劇団ルミエール(代表:柳橋恭一)は、札幌市内の老舗劇場「フェリシア座」にて一夜限りの即興公演を開催した。演目は毎回アドリブを軸に観客のアイデアを取り入れる形式だが、今回はさらにスタッフ、観客、舞台美術まで“劇空間にいる全員”が物語を動かす特別仕様。開演直前、舞台照明の担当だった堀内桐子(48)が予期せぬ体調不良で不在となったが、ピンチの中、客席にいた地域の電気工事士・谷中真治(41)が「力になれるなら」と申し出たことから、物語は思わぬ方向へ進み始めた。

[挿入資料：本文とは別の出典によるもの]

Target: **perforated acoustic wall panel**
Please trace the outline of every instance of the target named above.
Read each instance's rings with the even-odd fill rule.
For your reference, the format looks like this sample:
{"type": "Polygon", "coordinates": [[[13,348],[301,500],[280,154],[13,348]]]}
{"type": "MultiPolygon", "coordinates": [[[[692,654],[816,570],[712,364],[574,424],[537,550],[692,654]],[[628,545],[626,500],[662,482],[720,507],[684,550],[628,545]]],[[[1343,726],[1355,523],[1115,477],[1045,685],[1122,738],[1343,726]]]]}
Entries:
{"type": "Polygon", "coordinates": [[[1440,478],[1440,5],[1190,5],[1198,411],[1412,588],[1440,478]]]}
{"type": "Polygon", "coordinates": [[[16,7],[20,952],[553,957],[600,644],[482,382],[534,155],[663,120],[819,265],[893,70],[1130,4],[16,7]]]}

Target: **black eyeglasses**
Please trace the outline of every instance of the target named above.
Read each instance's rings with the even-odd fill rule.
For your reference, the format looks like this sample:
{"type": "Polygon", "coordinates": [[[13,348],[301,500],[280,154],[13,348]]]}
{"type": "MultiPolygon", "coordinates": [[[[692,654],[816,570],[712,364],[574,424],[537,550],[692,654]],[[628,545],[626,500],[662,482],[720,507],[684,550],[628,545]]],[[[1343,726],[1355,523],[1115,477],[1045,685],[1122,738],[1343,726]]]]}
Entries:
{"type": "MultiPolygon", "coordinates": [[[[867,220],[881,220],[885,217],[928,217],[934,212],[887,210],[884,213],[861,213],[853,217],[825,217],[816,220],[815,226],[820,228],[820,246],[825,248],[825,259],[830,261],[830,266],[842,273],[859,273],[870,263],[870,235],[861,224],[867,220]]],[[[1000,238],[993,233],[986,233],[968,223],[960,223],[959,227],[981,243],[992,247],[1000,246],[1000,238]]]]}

「照明って日常の光と違う世界が広がるんですね」。谷中さんが見習いながら操ったスポットライトは、役者一人ひとりの“心の変化”にぴたりと寄り添い、舞台を温かく包み込んだ。さらに、2階席最前列にいた主婦の佐原麻友(35)が幕間に自作のペーパークラフトを舞台美術の小物として差し出すと、キャストの大野理玖(27)は即興でその折り紙を“魔法の扉”に見立ててストーリーにとりこみ、観客は大いに沸いた。劇団員のひとり、三橋智里(24)は「予想もつかない化学反応の連続。みんなで物語を紡げるって、こんなにあたたかいんですね」と目を潤ませた。
公演終盤には客席で用意されていたカラフルな風船が全員に手渡され、観客も役者も一緒に「見えない糸」を空間いっぱいに描くラストシーンへ。SNS上では「#みんなのルミエール」が一時トレンド入りし、「舞台のはずが祝祭のようだった」「見知らぬ人とも心がつながった」と喜びの声があふれた。

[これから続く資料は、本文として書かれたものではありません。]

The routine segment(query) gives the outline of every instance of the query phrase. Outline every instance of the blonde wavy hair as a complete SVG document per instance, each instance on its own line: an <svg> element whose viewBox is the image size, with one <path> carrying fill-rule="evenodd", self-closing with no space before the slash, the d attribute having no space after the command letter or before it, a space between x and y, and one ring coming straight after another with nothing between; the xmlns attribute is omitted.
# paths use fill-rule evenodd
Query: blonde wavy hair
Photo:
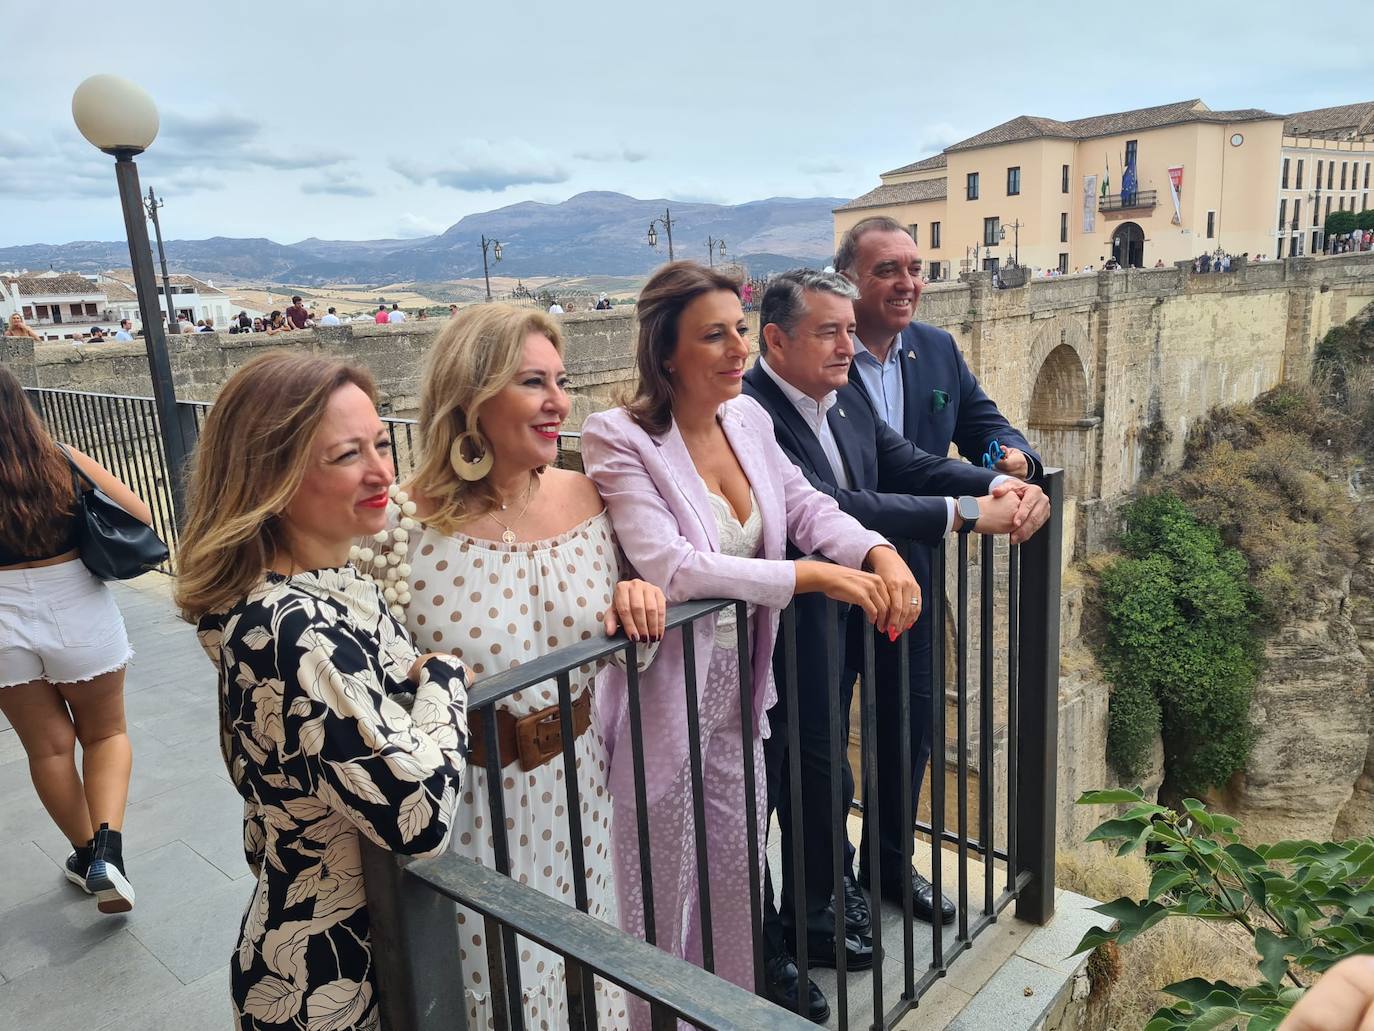
<svg viewBox="0 0 1374 1031"><path fill-rule="evenodd" d="M276 514L295 496L334 391L376 403L364 368L337 358L269 351L239 369L205 418L191 464L173 600L196 622L242 600L284 546Z"/></svg>
<svg viewBox="0 0 1374 1031"><path fill-rule="evenodd" d="M469 429L481 431L482 405L520 371L531 333L548 337L563 353L557 322L542 311L509 304L464 308L430 345L420 388L420 461L409 486L430 502L425 522L439 533L452 533L500 505L489 480L469 483L454 472L449 452Z"/></svg>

この日を見守った演劇評論家、石神友紀(55)は「偶然の積み重ねから生まれる美しさは、演劇の本質」と冷静に評する。現場には、自分の得意なことを自然に生かし合う人々の優しさと即興ならではのライブ感覚が絶妙に調和し、まるで舞台上に“見えない糸”がめぐっていた。
公演終了後、劇団代表の柳橋さんは「こんなに楽屋と客席が一体になる舞台は初めて。舞台をきっかけに地域が一歩優しくなれたら」とほほえんだ。新たな絆の物語は、観客の温かな拍手とともに静かに幕を下ろした。
コメント
小学生の娘と読ませてもらいました。地域のみんなが役割を持って参加できるなんて、本当に素敵です!今度は親子で観に行きたいです。
若いときに観劇が好きでしたが、最近は遠ざかっていました。このニュースで久しぶりに「舞台の魔法」に心が温まりました。世代を越えた優しさ、いいですね。
たまたま隣町の大学生です。こういう“全員参加型”の舞台って斬新だし、SNSで一体感が拡がるの分かります!自分も何かクリエイティブなことやってみたくなりました。
僕の店のお客さんにも劇団の人がいるので他人事とは思えません。みんながちょっとずつ力を貸して一つの作品ができるなんて、町全体が家族みたいで嬉しい気持ちになりました。
なんて優しい話なんだろう。トラブルすら物語のスパイスになるなんて、これぞ生の演劇の良さですよね。読んでるだけで泣きそう。次は絶対に観に行きます!